From version 2021.4, the default value is 0 MB
. This means that no queries will be stored in Alation forever unless they are explicitly saved by users on the Results tab in Compose or on the Execution Results page in the catalog. Query results that are not saved by users are only stored for a specific time period that is set by the second parameter, alation.query_exec.results_expiration_time
. No small execution results will accumulate over time potentially leading to storage space issues.
Note
The default value in version 2021.3 and earlier versions was
1 MB
. By default, results smaller than 1 MB were stored permanently.
alation.query_exec.results_expiration_time¶
This parameter configures storing query results that are larger than alation.query_exec.results_auto_persist_bytes
in Alation for the duration of the time period specified as the parameter value. The default value is seven days, set in minutes (10080
minutes). This means that query results that are not explicitly saved by users are stored in Alation for seven days and then purged automatically.

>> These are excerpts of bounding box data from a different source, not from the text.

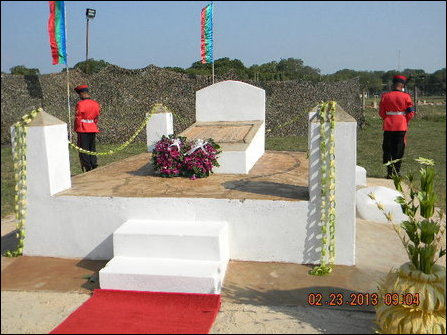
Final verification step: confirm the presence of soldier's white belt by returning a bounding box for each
[385,112,406,115]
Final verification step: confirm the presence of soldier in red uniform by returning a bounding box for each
[379,75,416,179]
[74,85,101,171]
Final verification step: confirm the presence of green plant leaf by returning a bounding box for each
[419,220,439,244]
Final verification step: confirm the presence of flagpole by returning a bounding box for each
[211,1,214,84]
[64,4,73,142]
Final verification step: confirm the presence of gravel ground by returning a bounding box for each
[1,291,374,334]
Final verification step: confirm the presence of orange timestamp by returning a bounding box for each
[307,293,420,306]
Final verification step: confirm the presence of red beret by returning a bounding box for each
[75,85,88,93]
[393,75,407,84]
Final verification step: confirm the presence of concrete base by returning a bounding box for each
[99,220,229,294]
[99,257,226,294]
[113,220,229,261]
[24,152,353,265]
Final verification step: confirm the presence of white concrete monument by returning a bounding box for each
[146,105,174,152]
[308,104,357,265]
[180,80,265,174]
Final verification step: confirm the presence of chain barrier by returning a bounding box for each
[69,104,167,156]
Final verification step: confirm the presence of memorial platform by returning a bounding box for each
[56,152,309,201]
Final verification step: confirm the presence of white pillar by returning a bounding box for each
[11,112,71,198]
[305,105,357,265]
[146,107,174,152]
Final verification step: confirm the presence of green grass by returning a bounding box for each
[1,106,446,218]
[357,106,446,210]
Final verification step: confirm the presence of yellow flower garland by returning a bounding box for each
[309,101,336,276]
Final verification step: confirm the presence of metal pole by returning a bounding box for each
[414,82,418,110]
[64,6,73,142]
[85,16,89,73]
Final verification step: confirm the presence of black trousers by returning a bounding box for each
[78,133,98,171]
[382,131,406,176]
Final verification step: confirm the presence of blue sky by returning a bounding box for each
[1,1,446,74]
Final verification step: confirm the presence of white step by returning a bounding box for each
[113,220,229,261]
[99,257,227,294]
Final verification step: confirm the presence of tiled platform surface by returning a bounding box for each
[58,151,309,201]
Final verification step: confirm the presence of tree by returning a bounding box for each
[9,65,40,76]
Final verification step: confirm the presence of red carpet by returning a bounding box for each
[50,290,220,334]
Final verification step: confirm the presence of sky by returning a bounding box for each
[1,1,446,74]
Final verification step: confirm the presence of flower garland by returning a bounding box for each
[5,108,42,257]
[152,135,220,180]
[309,101,336,276]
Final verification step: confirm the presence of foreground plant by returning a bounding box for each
[369,157,446,334]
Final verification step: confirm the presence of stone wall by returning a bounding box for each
[1,65,364,144]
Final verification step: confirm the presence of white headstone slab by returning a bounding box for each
[356,186,408,223]
[196,80,265,122]
[355,165,367,186]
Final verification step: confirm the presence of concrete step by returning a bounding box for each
[99,257,227,294]
[113,220,229,261]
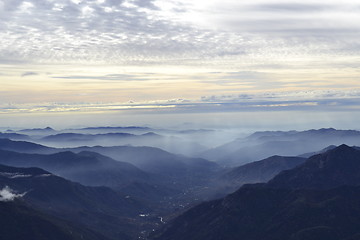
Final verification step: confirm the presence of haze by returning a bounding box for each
[0,0,360,129]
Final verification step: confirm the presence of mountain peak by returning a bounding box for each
[268,144,360,189]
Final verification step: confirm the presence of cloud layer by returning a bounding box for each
[0,0,360,65]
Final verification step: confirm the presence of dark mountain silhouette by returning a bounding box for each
[298,145,337,158]
[0,165,150,239]
[0,150,151,188]
[268,145,360,189]
[0,138,56,153]
[68,146,218,177]
[0,200,108,240]
[0,132,30,140]
[151,145,360,240]
[221,156,306,186]
[201,128,360,166]
[151,185,360,240]
[36,132,206,155]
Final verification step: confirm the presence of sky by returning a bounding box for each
[0,0,360,128]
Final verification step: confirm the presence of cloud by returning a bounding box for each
[0,186,26,202]
[0,90,360,114]
[21,72,39,77]
[0,0,360,65]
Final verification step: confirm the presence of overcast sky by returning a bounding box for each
[0,0,360,128]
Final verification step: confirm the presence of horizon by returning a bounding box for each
[0,0,360,131]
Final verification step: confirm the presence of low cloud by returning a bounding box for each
[0,186,26,202]
[0,90,360,113]
[21,72,39,77]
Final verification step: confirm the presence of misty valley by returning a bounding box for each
[0,126,360,240]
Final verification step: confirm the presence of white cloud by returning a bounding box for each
[0,186,26,202]
[0,0,360,65]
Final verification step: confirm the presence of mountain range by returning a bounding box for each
[151,145,360,240]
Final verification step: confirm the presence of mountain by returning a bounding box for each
[68,146,218,175]
[0,200,108,240]
[0,165,150,239]
[221,156,306,186]
[299,145,337,158]
[0,132,30,140]
[200,128,360,167]
[0,138,55,153]
[151,145,360,240]
[268,145,360,189]
[150,185,360,240]
[0,150,151,188]
[18,127,56,135]
[36,132,207,155]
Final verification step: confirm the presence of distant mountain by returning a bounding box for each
[299,145,337,158]
[268,145,360,189]
[68,146,219,177]
[221,156,306,186]
[0,200,108,240]
[0,138,56,153]
[150,185,360,240]
[0,132,30,140]
[200,128,360,167]
[18,127,56,134]
[36,132,207,155]
[0,165,149,239]
[151,145,360,240]
[0,150,151,188]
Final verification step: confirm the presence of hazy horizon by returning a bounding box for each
[0,0,360,131]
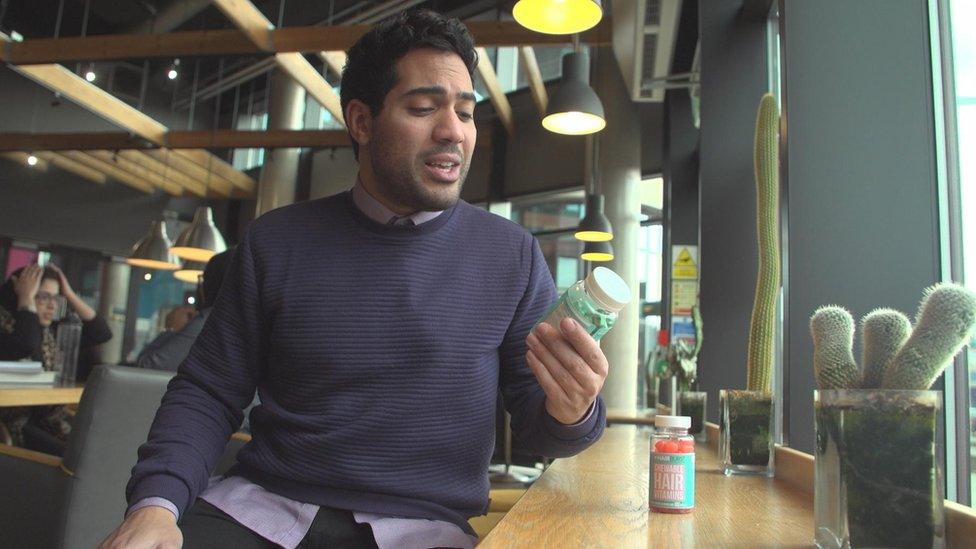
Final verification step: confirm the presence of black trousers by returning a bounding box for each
[180,499,376,549]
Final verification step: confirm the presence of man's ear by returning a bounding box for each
[344,99,373,147]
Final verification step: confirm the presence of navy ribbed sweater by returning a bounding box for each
[127,192,606,532]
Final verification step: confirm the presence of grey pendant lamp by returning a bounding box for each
[512,0,603,34]
[172,206,227,262]
[542,51,607,135]
[125,221,180,271]
[580,240,613,261]
[575,193,613,242]
[173,261,207,284]
[573,132,613,242]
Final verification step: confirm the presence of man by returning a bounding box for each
[104,11,608,549]
[136,250,233,372]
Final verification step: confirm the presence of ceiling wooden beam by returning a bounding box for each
[0,132,155,152]
[478,48,515,135]
[319,51,349,77]
[214,0,274,51]
[37,152,108,185]
[0,35,257,196]
[519,46,549,116]
[140,149,243,197]
[272,53,346,127]
[173,149,257,196]
[214,0,346,126]
[0,151,47,172]
[59,151,156,194]
[170,129,350,150]
[116,151,209,197]
[7,17,613,65]
[12,65,167,145]
[85,151,186,196]
[0,126,491,152]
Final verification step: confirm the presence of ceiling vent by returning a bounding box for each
[612,0,682,102]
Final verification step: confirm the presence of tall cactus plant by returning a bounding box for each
[747,93,780,393]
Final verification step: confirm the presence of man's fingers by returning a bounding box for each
[526,333,593,396]
[559,318,609,377]
[534,323,602,386]
[525,349,567,400]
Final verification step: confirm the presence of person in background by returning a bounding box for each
[0,264,112,455]
[136,249,233,372]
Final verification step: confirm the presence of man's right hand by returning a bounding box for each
[14,265,44,312]
[98,506,183,549]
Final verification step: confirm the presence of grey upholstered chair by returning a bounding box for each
[0,366,248,549]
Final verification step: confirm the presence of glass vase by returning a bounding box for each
[719,389,775,477]
[677,391,708,442]
[814,389,945,548]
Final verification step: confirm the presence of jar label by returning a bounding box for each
[650,452,695,509]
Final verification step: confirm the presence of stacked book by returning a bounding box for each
[0,360,56,385]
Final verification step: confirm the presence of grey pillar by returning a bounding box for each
[591,48,643,409]
[776,0,944,452]
[256,70,305,215]
[98,261,131,364]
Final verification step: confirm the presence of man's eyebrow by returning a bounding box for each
[401,86,478,103]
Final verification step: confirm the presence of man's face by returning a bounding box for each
[365,48,477,211]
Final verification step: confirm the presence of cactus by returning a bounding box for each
[881,284,976,390]
[861,309,912,389]
[747,93,780,393]
[810,305,860,389]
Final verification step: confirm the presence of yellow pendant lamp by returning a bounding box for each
[580,240,613,261]
[173,261,207,284]
[172,206,227,263]
[125,221,180,271]
[542,52,607,135]
[512,0,603,34]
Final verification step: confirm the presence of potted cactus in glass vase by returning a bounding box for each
[719,93,780,476]
[810,284,976,548]
[669,305,708,441]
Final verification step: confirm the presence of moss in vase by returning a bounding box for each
[728,391,773,466]
[838,399,938,547]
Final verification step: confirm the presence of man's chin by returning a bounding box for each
[417,181,461,212]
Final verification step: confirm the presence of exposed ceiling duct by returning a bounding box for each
[611,0,688,102]
[125,0,212,34]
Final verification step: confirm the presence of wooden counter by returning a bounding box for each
[478,426,813,548]
[0,384,85,406]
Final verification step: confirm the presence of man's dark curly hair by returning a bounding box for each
[340,10,478,158]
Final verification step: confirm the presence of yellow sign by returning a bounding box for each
[671,247,698,279]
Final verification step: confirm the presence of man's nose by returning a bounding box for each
[434,111,465,143]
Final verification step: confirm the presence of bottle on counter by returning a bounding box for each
[540,267,630,341]
[648,416,695,513]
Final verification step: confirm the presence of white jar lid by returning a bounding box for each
[583,267,630,312]
[654,416,691,429]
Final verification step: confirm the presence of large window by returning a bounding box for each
[946,0,976,501]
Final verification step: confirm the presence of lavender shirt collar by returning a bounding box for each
[352,180,444,225]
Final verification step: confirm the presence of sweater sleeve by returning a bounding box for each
[0,309,42,360]
[499,235,606,457]
[126,230,270,515]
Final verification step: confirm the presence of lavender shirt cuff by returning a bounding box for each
[553,399,596,427]
[125,498,180,520]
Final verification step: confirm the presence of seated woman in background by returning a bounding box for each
[0,265,112,455]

Determining Current Execution Result Storage Size¶
You can retrieve the current size of the query execution result data from the internal Alation database table data_storage_blobaccesspostgres
:
SSH to the Alation server.
Enter the Alation shell.
sudo /etc/init.d/alation shell
Use the alation_psql command to access the internal Alation database.
alation_psql
Run the following query to determine the total size of the data_storage_blobaccesspostgres table. The query will return the table size in MB.
SELECT pg_size_pretty( pg_total_relation_size('data_storage_blobaccesspostgres') );
Exit the Postgres shell.
\q
Exit the Alation shell.
exit
Purging Execution Results¶
You can use the alation_action purge_execution_results
action to purge the query execution results storage and free some space. The script clears query execution results data from the data_storage_blobaccesspostgres
table in the internal Alation database for a time range specified by the user.
The alation_action purge_execution_results
action works in 2 modes: 'Scan'
or 'Purge'
. Begin with scanning the volume of results set data. Then you can purge the results data if space is an issue.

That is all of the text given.